Innovation through organisation-wide agility
Organisations that can gain insights from Big Data and implement them quickly will be the ones that thrive over the foreseeable future. This was one of the key messages from the EMC Forum in Dublin.
The last few years, since recession hit in 2008, have seen the fastest transformation of IT in business in the last 25 years, according to Fidelma Russo, senior vice president, enterprise storage division, EMC.
The speed of this change was unprecedented, according to Russo, and this was due to the economic difficulties being global, dramatic and spreading fast. Organisations had little time to react and operational inefficiencies that were tolerable previously became intolerable very quickly.
“Usually you don’t get all of these influences at the same time,” said Russo.
“Things went in at the expense of efficiency in order to push the top line growth,” said Russo, which resulted in inefficient IT infrastructure. However, there then followed an efficiency drive but with a strong curb on spending.
Now, the focus is still firmly on efficiency, but also on innovation and intelligence.
“The more that you can innovate, the more that you can compete and succeed,” Russo asserted.
The organisations who have figured out cloud and Big Data, and how they fit for their business, are able to make decisions quicker, to exploit new opportunities, argued Russo. However, adoption rates for Big Data are still, low especially in Ireland, as a survey of forum attendees confirmed.
Despite the fact that more than three quarters (79%) of respondents said decisions in their organisation could be improved with a better use of data, a third of the 145 surveyed have no current plans for implementing Big Data technology, with budget (67%) as the most common inhibitor, followed by the lack of a business case or return on investment (58%).
Russo agreed that adoption was still low, but was confident of its increasing usage.
Looking back a few years ago, cloud was the same, Russo argued, as businesses were unsure as to how to use. Now, it is well established and businesses are enjoying the benefits.
“Most people now have strategies converted into plans as to what to do with cloud,” she said. “Big Data is nascent still, and there hasn’t been that upswing in adoption.”
Skills too were a concern, especially when it comes to integration with the legacy systems that persist in many sectors and organisations.
The survey found that more than three quarters (77%) believed it will be a challenge to have skills keep pace with IT innovation over the next three years. Only half (51%) of respondents believed their organisation has the right level of skills and knowledge to complete business priorities successfully.
“The piece that we are missing is that bridge from first platform and second platform knowledge to third platform.

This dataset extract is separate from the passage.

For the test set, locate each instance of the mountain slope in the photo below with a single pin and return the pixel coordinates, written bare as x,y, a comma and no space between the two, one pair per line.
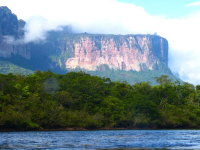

These platforms don’t go away, they tend to exist together,” said Russo.
Despite the need for skills to meet growth in enterprise applications, there is still a need for those older skills too, she said.
Many organisations are trying to meet those needs with internships and in house training. But also, work needs to be done with academia to ensure that students have awareness and knowledge to understand how these systems live together and work in modern enterprise, said Russo.
Russo pointed out that EMC was working to ensure that the skills and supports were there, from easier to use tools and services, to new technologies and professional support services. But the company is also working closely with academia to ensure that even as new computer science graduates emerge, they have a broad range of skills to cope with real world situations.
Looking out over the coming years, Russo said that greater understanding of what fits where will emerge.
“Over the next five years, people will have a much better knowledge of what applications belong in private or public cloud and how to bring capacity back and forth between those.”
“Today,” she said, “you put something in the public cloud, and it can be difficult to get back. You’ll see a merging of technologies that will allow workloads to reside in the right place at the right time.”
Security will continue to be a key pillar of what people need and want, especially as cyberattacks continue and develop, she predicted, and Big Data will just be part of how people work.
“Big Data is a little bit like search was way back. In order to do a search prior to Google, you had to be able to write a query and then execute it. Big Data is going in the same direction where the tools are making it ever easier to get the information you need in the way that you want it.”